Wake dive eat dive eat dive eat dive eat sleep.
Repeat!
For divaholics only? Quite possibly!
But it's also about experiencing the glorious spectacle of the Sun arising and a'setting at the bookends of the day. The pre-dawn darkness ebbs away and our special part of the World slowly awakens, but the silence remains - no roosters or lawnmowers out here!
The crew stirs down below, the divers are a little slower off the mark... until the boat's generator kicks into action - then, we're definitely into the day. A quick cuppa, then into the dinghy for the Dawn Dive.
The cool water snaking into every nook and cranny in the wetsuit expels any last trace of sleepiness. The colours, at first muted, steadily increase in radiance as the Sun creeps higher into the sky, sending shafts of light ever deeper into 'the bathtub'.
To have such an experience on a daytrip would mean an early start indeed!
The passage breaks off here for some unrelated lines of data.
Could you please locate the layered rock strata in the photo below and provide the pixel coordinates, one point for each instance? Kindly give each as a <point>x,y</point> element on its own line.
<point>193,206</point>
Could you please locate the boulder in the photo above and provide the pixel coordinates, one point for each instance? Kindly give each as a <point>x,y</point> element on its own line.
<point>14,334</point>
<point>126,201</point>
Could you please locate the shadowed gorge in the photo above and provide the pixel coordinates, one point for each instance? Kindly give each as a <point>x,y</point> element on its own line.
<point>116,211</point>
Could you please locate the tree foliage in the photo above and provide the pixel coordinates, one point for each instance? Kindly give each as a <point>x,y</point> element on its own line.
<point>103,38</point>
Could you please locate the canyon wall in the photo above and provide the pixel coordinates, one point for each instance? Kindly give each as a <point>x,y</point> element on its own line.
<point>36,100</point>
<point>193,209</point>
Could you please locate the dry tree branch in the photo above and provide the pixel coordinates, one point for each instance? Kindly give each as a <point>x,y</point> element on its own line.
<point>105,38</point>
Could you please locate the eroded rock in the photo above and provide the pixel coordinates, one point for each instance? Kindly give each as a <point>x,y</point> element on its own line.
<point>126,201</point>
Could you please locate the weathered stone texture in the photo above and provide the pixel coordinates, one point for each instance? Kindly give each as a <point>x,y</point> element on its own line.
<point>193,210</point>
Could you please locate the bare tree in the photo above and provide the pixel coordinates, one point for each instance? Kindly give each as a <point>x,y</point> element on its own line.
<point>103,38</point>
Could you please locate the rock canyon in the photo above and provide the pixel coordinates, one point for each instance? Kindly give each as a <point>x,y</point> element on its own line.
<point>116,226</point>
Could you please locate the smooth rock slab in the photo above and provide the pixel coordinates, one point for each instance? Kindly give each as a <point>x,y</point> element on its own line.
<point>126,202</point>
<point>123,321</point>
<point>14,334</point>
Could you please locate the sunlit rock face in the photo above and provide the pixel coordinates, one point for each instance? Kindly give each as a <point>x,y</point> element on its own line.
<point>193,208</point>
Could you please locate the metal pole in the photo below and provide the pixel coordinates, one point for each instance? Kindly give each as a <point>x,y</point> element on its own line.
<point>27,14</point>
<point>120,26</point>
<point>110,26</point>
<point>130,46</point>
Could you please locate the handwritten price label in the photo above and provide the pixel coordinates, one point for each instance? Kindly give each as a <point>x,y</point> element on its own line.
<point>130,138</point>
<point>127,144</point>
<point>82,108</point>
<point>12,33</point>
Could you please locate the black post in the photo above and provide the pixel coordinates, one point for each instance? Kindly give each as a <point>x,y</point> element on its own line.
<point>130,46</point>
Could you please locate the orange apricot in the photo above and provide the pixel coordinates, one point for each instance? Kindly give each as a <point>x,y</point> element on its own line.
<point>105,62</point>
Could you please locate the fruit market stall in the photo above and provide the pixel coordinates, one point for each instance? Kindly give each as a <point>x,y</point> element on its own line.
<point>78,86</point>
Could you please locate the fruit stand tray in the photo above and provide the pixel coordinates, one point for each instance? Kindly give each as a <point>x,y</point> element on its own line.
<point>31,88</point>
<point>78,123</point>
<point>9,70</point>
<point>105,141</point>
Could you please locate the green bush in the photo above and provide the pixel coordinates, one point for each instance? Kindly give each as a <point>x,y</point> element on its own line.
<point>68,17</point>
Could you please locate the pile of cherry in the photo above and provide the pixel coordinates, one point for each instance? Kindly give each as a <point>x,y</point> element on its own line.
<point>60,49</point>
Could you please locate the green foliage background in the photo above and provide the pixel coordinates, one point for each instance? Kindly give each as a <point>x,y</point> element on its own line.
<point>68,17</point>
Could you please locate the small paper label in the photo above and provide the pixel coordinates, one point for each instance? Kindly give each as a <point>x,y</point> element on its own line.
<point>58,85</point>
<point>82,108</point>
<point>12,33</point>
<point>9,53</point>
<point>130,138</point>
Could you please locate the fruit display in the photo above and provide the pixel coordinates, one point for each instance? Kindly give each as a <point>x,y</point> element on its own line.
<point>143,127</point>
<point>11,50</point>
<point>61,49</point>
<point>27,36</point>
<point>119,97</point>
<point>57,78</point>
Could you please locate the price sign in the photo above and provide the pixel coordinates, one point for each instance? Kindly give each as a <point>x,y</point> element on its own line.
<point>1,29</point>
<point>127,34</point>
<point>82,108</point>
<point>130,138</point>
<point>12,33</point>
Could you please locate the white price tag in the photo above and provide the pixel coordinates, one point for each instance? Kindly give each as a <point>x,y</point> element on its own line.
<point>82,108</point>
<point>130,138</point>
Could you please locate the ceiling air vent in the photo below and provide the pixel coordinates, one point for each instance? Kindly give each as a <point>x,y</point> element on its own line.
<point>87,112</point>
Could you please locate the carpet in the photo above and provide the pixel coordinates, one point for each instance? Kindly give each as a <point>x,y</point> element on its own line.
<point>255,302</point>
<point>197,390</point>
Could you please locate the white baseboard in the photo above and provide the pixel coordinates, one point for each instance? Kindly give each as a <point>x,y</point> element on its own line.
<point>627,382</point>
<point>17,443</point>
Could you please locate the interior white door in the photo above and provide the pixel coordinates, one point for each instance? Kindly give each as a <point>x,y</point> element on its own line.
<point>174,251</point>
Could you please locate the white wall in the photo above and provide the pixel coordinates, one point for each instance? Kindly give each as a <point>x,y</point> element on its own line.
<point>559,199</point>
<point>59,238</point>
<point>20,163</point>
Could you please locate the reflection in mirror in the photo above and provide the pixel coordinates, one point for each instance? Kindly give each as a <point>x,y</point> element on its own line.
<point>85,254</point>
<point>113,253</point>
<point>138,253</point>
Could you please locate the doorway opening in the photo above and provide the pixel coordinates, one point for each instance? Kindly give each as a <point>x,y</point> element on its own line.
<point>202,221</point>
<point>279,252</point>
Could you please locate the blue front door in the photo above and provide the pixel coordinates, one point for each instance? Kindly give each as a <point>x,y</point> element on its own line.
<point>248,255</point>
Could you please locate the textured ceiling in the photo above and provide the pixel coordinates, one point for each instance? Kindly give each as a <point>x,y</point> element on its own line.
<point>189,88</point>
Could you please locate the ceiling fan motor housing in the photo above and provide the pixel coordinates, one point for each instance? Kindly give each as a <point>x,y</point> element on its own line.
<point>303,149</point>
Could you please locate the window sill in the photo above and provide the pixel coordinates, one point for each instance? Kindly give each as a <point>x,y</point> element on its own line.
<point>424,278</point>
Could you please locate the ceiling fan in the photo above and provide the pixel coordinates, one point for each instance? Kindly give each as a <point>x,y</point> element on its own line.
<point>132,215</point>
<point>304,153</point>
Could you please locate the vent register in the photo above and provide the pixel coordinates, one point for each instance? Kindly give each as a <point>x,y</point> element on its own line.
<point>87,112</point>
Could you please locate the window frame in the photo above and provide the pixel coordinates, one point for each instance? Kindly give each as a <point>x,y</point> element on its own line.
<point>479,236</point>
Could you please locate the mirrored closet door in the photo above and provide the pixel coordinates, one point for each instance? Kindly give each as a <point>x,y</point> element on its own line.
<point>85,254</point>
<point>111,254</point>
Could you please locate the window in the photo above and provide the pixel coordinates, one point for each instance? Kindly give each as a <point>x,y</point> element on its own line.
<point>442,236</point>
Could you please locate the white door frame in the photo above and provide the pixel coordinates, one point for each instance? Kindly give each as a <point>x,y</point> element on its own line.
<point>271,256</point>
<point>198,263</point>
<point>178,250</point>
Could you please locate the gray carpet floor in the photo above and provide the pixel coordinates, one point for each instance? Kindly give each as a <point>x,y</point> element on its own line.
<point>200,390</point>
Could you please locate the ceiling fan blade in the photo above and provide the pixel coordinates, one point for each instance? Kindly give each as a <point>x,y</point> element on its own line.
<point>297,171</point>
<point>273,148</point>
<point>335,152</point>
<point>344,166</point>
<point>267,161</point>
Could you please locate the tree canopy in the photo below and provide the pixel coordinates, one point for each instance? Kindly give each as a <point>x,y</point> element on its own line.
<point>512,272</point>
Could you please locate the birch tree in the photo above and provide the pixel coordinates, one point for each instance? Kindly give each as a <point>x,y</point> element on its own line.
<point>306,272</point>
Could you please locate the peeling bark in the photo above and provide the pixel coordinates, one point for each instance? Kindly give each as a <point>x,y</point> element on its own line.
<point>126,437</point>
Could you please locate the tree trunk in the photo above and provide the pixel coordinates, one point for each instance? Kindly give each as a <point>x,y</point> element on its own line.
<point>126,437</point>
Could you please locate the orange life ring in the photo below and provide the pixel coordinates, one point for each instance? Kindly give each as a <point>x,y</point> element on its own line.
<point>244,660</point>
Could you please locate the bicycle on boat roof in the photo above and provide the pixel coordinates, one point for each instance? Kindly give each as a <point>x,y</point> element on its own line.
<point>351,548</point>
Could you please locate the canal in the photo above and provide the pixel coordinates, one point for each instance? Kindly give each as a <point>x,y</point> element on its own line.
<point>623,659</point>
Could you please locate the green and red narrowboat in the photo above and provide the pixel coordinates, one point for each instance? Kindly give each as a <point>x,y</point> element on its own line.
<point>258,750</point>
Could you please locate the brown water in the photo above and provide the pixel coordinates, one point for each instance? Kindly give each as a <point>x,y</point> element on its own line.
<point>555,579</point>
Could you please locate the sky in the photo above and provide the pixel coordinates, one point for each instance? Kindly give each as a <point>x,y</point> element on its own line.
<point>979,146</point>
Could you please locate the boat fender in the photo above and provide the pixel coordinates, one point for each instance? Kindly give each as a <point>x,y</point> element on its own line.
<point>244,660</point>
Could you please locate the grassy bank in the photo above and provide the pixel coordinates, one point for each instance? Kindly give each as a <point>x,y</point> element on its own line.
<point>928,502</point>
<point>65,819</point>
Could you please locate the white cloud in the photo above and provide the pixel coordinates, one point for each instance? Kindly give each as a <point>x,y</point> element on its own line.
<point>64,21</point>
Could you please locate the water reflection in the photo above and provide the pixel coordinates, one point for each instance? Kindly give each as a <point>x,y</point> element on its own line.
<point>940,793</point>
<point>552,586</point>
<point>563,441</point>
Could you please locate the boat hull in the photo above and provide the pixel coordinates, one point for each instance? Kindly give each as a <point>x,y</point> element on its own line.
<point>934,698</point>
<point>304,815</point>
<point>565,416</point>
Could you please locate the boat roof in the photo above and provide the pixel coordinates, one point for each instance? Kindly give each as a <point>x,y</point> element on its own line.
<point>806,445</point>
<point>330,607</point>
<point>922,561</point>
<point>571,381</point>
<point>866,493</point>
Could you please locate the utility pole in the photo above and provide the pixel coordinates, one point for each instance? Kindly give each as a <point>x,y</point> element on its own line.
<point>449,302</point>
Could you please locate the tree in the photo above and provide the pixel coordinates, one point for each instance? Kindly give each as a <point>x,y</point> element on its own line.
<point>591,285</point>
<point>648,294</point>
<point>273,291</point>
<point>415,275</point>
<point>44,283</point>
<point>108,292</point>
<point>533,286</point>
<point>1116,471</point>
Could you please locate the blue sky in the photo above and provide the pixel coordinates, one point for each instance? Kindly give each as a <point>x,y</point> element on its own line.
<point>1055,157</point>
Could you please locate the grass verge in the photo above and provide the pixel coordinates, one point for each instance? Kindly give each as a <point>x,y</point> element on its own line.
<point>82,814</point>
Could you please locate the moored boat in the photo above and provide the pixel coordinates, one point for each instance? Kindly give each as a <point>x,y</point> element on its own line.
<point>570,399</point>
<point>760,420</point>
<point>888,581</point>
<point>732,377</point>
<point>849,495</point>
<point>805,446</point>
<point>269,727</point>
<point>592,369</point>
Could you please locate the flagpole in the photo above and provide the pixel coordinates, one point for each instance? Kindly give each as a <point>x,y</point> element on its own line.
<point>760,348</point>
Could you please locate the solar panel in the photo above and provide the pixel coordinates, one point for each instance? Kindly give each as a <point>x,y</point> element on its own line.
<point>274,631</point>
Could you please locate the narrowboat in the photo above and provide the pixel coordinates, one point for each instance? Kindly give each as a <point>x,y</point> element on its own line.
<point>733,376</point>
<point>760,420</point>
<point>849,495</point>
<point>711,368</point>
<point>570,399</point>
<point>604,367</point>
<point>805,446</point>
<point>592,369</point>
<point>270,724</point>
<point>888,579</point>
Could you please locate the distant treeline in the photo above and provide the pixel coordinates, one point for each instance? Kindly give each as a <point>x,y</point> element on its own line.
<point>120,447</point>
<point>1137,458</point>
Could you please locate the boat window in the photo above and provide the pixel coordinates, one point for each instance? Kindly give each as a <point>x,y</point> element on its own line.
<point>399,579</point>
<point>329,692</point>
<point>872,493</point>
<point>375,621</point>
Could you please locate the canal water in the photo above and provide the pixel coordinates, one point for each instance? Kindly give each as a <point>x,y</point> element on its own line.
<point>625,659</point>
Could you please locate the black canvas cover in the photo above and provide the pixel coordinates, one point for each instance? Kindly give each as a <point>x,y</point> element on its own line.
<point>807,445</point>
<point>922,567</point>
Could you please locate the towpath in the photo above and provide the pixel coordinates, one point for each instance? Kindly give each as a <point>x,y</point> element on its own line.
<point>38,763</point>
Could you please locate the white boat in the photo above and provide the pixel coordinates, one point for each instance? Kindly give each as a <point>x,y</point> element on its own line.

Back aboard the mothership the breakfast conversation is punctuated with recollections of sights just seen and of similar sights seen elsewhere. When a bunch of divers get together, there's never a shortage of stories - some true, some truer! And there's always a comment along the lines that 'it sure beats sitting in peak hour traffic' - just as a reminder (in case anyone was to need one) that there are far worse places to be.
A leisurely cruise takes us to the next dive site - the Sun is climbing ever higher and the sunlight penetrates ever deeper, increasing the pulse of activity beneath the water's shimmering surface. The daytime feeders are out in force now, from the swarms of small plankton feeders to the apex of the predator pyramid.
Back to the mothership and it's time to eat again. Lunch, more stories and perhaps a siesta as we move to the next dive site.
Each dive is different; even at the same site the mid-afternoon experience can be dramatically different from that of the mid-morning dive. Mantas appear when you don't expect them to, and don't appear when you do! On a liveaboard there's the flexibility to mosey around different dive sites to find those that best suit our desires - a luxury not often afforded by daytrip schedules.
After the dazzling sunset...the piece de resistance for liveaboards. You can go on a night dive, get out of the water and under a nice warm shower, then sit down to dinner; all in the time it would take a dayboat to get half way back to shore.
Am I now a fan of liveaboards? You bet!